Lecturer releases SMEs handbook

23 September 2016

The book, Small-to-Medium Enterprises Handbook, is for potential entrepreneurs and those already in business, said Njanike, who is also a management and business consultant.

“In the book, there are over 200 business ideas, which one can go through and can innovate the ideas that are there to grow other sources of financing,” he said.

“The book has topics of making businesses come to life and outlines some of the reasons why entrepreneurs fail in business.”

The book comes at a time when there has been a push to capture the SMEs who constitute the new economy.

Despite constituting the bulk of the workforce, SMEs have failed to contribute meaningfully to national development through taxes.

In the preface to the book, Njanike said many people had so “many ideas, which only gathered dust as the time passed because their projects never took off”.

Few people, he said, could not start a business because of fear, failure to plan and failure to take courage.

“Others sit on their potential and entrepreneurial traits as they take time to live their dream. Few people fail to make business come to reality because of failure to put pen on paper or fingers to laptop,” Njanike said.

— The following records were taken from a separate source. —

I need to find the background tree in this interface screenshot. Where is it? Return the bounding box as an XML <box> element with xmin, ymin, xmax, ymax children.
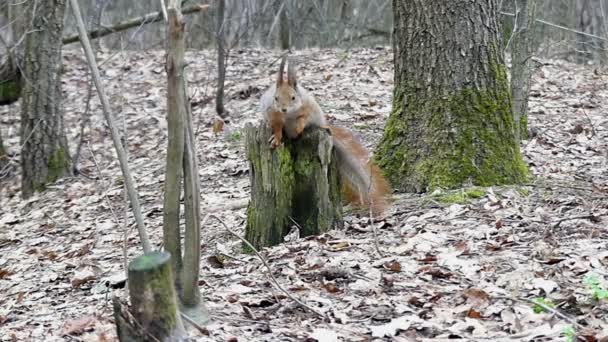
<box><xmin>215</xmin><ymin>0</ymin><xmax>226</xmax><ymax>118</ymax></box>
<box><xmin>511</xmin><ymin>0</ymin><xmax>536</xmax><ymax>140</ymax></box>
<box><xmin>20</xmin><ymin>0</ymin><xmax>70</xmax><ymax>198</ymax></box>
<box><xmin>377</xmin><ymin>0</ymin><xmax>527</xmax><ymax>192</ymax></box>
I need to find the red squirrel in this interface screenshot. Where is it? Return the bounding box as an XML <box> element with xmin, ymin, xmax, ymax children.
<box><xmin>260</xmin><ymin>57</ymin><xmax>390</xmax><ymax>215</ymax></box>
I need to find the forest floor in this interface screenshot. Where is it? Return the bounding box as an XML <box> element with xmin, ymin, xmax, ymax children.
<box><xmin>0</xmin><ymin>48</ymin><xmax>608</xmax><ymax>342</ymax></box>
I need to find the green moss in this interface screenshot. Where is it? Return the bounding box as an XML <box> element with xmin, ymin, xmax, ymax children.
<box><xmin>376</xmin><ymin>61</ymin><xmax>528</xmax><ymax>192</ymax></box>
<box><xmin>228</xmin><ymin>131</ymin><xmax>243</xmax><ymax>142</ymax></box>
<box><xmin>434</xmin><ymin>187</ymin><xmax>486</xmax><ymax>204</ymax></box>
<box><xmin>519</xmin><ymin>115</ymin><xmax>528</xmax><ymax>140</ymax></box>
<box><xmin>0</xmin><ymin>81</ymin><xmax>21</xmax><ymax>104</ymax></box>
<box><xmin>33</xmin><ymin>147</ymin><xmax>70</xmax><ymax>192</ymax></box>
<box><xmin>515</xmin><ymin>186</ymin><xmax>530</xmax><ymax>197</ymax></box>
<box><xmin>46</xmin><ymin>147</ymin><xmax>70</xmax><ymax>184</ymax></box>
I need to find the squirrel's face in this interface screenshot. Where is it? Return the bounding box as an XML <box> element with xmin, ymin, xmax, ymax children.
<box><xmin>274</xmin><ymin>83</ymin><xmax>302</xmax><ymax>114</ymax></box>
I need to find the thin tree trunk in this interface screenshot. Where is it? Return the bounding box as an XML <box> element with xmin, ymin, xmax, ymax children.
<box><xmin>511</xmin><ymin>0</ymin><xmax>536</xmax><ymax>141</ymax></box>
<box><xmin>163</xmin><ymin>2</ymin><xmax>186</xmax><ymax>293</ymax></box>
<box><xmin>279</xmin><ymin>1</ymin><xmax>291</xmax><ymax>50</ymax></box>
<box><xmin>0</xmin><ymin>131</ymin><xmax>8</xmax><ymax>170</ymax></box>
<box><xmin>376</xmin><ymin>0</ymin><xmax>527</xmax><ymax>192</ymax></box>
<box><xmin>20</xmin><ymin>0</ymin><xmax>70</xmax><ymax>198</ymax></box>
<box><xmin>70</xmin><ymin>0</ymin><xmax>152</xmax><ymax>253</ymax></box>
<box><xmin>215</xmin><ymin>0</ymin><xmax>226</xmax><ymax>118</ymax></box>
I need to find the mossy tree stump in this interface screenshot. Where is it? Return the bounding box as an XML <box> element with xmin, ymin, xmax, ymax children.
<box><xmin>245</xmin><ymin>122</ymin><xmax>343</xmax><ymax>248</ymax></box>
<box><xmin>114</xmin><ymin>252</ymin><xmax>186</xmax><ymax>342</ymax></box>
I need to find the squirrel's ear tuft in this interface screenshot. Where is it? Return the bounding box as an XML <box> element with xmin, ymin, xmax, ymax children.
<box><xmin>277</xmin><ymin>56</ymin><xmax>287</xmax><ymax>86</ymax></box>
<box><xmin>287</xmin><ymin>57</ymin><xmax>297</xmax><ymax>89</ymax></box>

The book has a checklist for starting a business and how to write a business plan.

This is Njanike’s second book after The Investors Guide: Secrets of Investing In The Developing World, published in 2013.

Njanike is pursuing a PhD in Economics with a South African university.

He did banking and financial services degrees at the National University of Science and Technology. He has roped in Innov8 Bookshop to sell the book.